A opinião de ...

Ai Catalunha!

Quando o tema é o nacionalismo e o direito histórico de todos os povos à sua autodeterminação fica difícil distinguir, claramente, o que é justo do que é injusto; o que é bom do que é mau; o que é legítimo do que é ilegítimo; o que é legal do que é ilegal.
Mas uma coisa é certa: não é fácil entender que numa democracia em que, por princípio, o poder se exerce em nome do povo, seja a vontade desse povo ignorada e reprimida, por ser “ilegal” e que sejam condenados e presos os que evidenciam, talvez com exageros (e então?) os defeitos de quem manda sem nunca ter recebido um mandato para tal. O catalão José Miguel Arenas Beltrán está exilado na Bélgica, depois de condenado em Espanha por “incitamento à violência”. O Rapper apelou à revolta contra a opressão madrilena, apelidando de ilegal a prisão de vários políticos catalães. Pablo Hasél foi preso por, segundo a delegação espanhola da Amnistia Nacional, “exercer a sua liberdade de expressão”. Pablo acusa a coroa espanhola de ser corrupta e saqueadora da riqueza nacional. É uma opinião, tão válida como a dos que a acham justa, íntegra e altruísta. Contudo é bom não esquecer que não foi pelo seu bom comportamento, pela sua dedicação à causa pública, nem pela sua abnegação que Juan Carlos Bourbón se viu obrigado a renunciar ao posto mais elevado do país vizinho. É verdade que não foi ainda condenado e, como tal, merece ser presumido inocente, mas, por alguma razão foi, que o próprio filho lhe apontou o caminho da rua e anunciou a renúncia à herança paterna. Rejeição curiosa já que o melhor dela, o trono, não foi enjeitado! Sendo certo que Juan Carlos não foi (ainda) julgado, o seu genro, Iñaki Urdangarin, cunhado do atual rei, foi condenado por corrupção. Vendo-se, por ironia, expulso da página oficial da monarquia espanhola pelo anterior rei de Espanha.
Em setembro de 2006 a escritora Isabel-Clara Simó escreveu no diário catalão Avui “Admiro els portuguesos.
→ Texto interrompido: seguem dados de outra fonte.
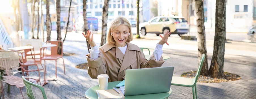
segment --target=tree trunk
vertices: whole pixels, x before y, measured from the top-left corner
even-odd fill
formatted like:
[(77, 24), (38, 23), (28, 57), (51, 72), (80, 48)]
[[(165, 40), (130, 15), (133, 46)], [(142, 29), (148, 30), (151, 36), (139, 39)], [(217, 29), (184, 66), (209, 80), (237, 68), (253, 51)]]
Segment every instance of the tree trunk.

Els admiro perquè, enfront de la poderosa maquinaria castellà, se n’han sabut sortir; perqué s’han sabut guanyar la independência”, referindo-se aos acontecimentos de 1640.
A partir de então, a Catalunha é a outra imagem de Portugal, do lado de lá do espelho. E, em boa verdade, dignos de admiração são os catalães que, apesar de esmagados pela poderosíssima máquina bélica castelhana, continuaram a alimentar a alma e o espírito patriótico resistindo à coerção “legal”, à intolerância judicial, à repressão policial, à tentativa de sufoco económico do governo central (no auge das reivindicações independentistas, foram várias as empresas “ameaçadas” por Mariano Rajoy), à forçada miscigenação promovida por Francisco Franco que, é bom não esquecer, designou como seu sucessor o pai do atual rei Filipe de Espanha (pronunciar estas quatro palavras juntas causa-me azia!). Passados quase quatro séculos, dominados pelas armas, pelas leis, pela polícia e pelo poder centralizador, em plena pandemia, os catalães, foram às urnas dizer que o fervor independentista está vivo, é maioritário e manifesta-se livremente, sem prender ninguém, mas também sem temer quem, injustamente, os prende.
Fico arrepiado sempre que ouço, em Portugal, louvar e clamar por uma Espanha única e unida!